Couples filing separately will find it very difficult to contribute anything at all to the Roth IRA. The income limits for these people begin at $0 but phase out completely at $10,000.
There are other benefits to the Roth that may influence your decision to open one:
• Flexibility: Contributions can be withdrawn at any time without penalty or interest with a few exceptions. Generally you must hold the Roth for a minimum of five years and be 59 1/2 to withdraw growth without taxes and penalties. Some of the exceptions are: death or disability of the contributor, and first home purchases.
• No Requirement Minimum Distributions (RMD’s): Unlike Traditional IRA’s, RMD’s in a Roth IRA are not mandatory. Your money can continue to grow and be passed on to your heirs. The heirs pay no income tax on the money but they will have to take distributions during their lives.
• Savings: If you work and contribute to an employer plan such as a 401(k) or 403(b), you can still contribute to a Roth IRA. As long as you stay under the set income limits you can continue to contribute money.

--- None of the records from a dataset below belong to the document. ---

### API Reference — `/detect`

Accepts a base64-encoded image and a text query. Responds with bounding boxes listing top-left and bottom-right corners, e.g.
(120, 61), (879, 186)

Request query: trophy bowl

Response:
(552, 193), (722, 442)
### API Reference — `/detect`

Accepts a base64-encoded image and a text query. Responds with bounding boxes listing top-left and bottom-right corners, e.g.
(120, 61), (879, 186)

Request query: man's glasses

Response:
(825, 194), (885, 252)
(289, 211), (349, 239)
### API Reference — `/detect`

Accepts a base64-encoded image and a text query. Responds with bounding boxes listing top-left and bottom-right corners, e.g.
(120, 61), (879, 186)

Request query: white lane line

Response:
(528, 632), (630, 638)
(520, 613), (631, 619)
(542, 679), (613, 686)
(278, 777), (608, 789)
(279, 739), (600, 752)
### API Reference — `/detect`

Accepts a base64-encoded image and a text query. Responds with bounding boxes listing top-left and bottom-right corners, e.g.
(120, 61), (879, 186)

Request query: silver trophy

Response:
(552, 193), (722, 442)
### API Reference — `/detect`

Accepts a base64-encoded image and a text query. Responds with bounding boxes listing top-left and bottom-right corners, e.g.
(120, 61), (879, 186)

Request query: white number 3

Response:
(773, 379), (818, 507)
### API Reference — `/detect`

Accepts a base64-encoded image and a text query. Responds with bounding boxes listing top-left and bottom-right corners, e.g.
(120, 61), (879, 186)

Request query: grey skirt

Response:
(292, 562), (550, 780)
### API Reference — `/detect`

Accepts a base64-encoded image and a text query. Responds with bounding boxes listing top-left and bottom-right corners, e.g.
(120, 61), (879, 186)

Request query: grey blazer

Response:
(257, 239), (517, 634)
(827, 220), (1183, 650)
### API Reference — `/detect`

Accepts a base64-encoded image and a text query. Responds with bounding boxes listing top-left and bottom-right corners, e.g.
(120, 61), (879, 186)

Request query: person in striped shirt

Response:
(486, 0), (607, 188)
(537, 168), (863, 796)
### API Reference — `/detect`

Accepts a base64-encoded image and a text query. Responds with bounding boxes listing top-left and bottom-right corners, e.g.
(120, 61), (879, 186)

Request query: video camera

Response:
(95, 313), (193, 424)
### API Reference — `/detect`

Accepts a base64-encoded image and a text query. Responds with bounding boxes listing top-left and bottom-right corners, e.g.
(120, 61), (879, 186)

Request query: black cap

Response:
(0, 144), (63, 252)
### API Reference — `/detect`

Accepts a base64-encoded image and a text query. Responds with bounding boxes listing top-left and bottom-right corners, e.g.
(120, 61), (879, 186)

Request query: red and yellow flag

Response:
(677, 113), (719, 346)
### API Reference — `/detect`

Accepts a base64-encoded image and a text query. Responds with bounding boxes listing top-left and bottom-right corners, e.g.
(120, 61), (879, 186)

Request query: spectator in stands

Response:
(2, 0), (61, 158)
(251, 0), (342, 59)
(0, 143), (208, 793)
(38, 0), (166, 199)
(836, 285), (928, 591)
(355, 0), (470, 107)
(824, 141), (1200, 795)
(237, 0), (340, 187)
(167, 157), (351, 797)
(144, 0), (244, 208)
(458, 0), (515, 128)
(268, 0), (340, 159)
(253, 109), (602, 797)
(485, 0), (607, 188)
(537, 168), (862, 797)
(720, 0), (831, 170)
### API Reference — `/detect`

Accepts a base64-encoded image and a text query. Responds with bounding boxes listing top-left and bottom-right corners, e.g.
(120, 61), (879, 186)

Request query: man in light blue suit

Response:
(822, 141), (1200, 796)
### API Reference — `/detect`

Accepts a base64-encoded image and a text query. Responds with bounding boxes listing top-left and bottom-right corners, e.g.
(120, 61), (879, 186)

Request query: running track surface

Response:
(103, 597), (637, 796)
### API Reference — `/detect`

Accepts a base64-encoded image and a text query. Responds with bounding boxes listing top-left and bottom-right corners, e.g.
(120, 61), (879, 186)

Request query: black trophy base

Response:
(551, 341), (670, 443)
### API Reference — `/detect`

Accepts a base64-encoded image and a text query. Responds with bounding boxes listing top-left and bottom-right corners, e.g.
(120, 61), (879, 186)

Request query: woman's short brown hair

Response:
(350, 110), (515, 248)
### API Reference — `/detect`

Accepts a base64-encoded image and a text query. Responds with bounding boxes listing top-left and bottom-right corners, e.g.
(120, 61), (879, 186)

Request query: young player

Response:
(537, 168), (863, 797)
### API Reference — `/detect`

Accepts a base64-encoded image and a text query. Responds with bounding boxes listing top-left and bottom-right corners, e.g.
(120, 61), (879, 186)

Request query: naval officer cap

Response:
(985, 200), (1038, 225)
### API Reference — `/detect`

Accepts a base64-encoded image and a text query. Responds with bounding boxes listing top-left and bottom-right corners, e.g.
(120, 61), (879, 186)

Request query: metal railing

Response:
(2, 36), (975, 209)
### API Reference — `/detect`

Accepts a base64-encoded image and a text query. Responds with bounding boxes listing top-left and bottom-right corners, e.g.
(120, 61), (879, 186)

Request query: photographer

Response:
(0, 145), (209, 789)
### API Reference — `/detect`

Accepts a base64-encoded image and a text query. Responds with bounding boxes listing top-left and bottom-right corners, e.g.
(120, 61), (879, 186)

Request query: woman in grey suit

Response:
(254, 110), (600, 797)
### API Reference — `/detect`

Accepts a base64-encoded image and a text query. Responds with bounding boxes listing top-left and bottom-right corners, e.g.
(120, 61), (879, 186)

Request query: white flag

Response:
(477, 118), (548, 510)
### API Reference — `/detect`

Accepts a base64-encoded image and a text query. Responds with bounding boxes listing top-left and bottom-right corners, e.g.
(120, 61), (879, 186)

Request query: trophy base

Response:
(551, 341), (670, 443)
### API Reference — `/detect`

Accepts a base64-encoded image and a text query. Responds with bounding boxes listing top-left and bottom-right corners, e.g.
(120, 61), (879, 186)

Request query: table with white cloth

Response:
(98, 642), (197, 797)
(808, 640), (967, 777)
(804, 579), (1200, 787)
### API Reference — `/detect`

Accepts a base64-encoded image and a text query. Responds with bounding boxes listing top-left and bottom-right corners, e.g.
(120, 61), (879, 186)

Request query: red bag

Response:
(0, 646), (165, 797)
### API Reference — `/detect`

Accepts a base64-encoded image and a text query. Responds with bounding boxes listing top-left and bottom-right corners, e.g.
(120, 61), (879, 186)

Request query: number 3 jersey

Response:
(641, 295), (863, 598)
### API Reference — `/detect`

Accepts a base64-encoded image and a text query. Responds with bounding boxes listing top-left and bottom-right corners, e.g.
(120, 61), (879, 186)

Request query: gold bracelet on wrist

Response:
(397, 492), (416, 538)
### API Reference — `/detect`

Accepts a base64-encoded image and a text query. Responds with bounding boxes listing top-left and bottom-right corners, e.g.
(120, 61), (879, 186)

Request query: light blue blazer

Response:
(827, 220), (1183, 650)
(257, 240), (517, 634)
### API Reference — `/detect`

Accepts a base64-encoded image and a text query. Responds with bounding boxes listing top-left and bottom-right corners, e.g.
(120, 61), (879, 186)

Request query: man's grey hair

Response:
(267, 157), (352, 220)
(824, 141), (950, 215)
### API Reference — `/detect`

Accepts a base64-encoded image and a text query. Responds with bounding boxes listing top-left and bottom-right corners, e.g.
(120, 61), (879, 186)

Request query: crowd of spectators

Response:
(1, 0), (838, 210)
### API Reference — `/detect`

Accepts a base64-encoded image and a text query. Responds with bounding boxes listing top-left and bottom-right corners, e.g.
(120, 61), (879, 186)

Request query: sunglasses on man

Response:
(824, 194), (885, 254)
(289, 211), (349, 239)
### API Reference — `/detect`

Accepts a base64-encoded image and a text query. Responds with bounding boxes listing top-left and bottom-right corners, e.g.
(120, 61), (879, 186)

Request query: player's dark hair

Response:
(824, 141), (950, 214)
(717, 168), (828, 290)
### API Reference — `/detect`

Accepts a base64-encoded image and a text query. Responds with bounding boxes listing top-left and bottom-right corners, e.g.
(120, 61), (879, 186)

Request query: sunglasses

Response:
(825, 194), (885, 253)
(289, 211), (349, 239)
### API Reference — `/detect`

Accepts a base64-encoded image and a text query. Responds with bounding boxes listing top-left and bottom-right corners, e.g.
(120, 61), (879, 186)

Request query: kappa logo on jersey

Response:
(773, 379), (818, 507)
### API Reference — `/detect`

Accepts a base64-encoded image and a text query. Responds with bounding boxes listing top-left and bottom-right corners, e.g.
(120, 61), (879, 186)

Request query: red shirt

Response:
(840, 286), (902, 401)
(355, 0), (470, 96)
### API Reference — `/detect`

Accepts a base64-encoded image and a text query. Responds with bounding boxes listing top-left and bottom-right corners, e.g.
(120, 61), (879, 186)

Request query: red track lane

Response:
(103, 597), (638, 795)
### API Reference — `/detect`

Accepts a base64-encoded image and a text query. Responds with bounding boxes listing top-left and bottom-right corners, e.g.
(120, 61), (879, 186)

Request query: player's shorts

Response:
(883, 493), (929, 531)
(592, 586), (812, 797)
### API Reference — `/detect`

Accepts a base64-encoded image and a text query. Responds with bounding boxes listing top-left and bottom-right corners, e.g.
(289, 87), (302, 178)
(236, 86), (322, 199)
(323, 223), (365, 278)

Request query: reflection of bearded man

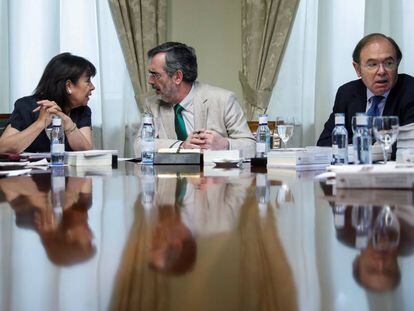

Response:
(149, 204), (196, 275)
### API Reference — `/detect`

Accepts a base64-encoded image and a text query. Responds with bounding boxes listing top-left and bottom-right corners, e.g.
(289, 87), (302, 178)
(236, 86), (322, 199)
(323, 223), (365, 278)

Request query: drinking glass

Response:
(372, 206), (400, 251)
(351, 205), (373, 249)
(45, 114), (53, 139)
(276, 117), (295, 149)
(372, 116), (399, 164)
(351, 114), (373, 134)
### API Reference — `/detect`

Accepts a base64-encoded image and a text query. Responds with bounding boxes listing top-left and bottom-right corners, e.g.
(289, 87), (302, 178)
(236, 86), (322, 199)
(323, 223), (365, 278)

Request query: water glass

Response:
(45, 114), (53, 139)
(372, 116), (399, 164)
(276, 117), (295, 149)
(372, 206), (400, 251)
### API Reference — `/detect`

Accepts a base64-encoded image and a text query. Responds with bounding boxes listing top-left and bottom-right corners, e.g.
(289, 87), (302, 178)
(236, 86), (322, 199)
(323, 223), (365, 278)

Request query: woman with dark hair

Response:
(0, 52), (96, 153)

The date to contribute money to the Roth for the prior year is the April 15th deadline for your income taxes. However, if you file an extension on your tax return you can’t delay your Roth contribution until then. This means if you are getting a large tax refund, you can contribute some of that money into a Roth IRA for the previous year!
A Roth IRA is a valuable tool when thinking about retirement. It especially makes sense if you think your tax rate in retirement will be greater than your current tax rate. They also make sense for younger workers while their income is lower. The initial tax deduction won’t be missed and your money will grow tax free for decades. A Roth can also be used to lower your tax bite in retirement, or if you want to leave money to your heirs tax free.
Whatever your reason, a Roth IRA is a financial vehicle that should be looked into for your retirement planning. As with any financial planning, enlisting the services of a competent financial planner will give you peace of mind and help you to make better and more informed decisions.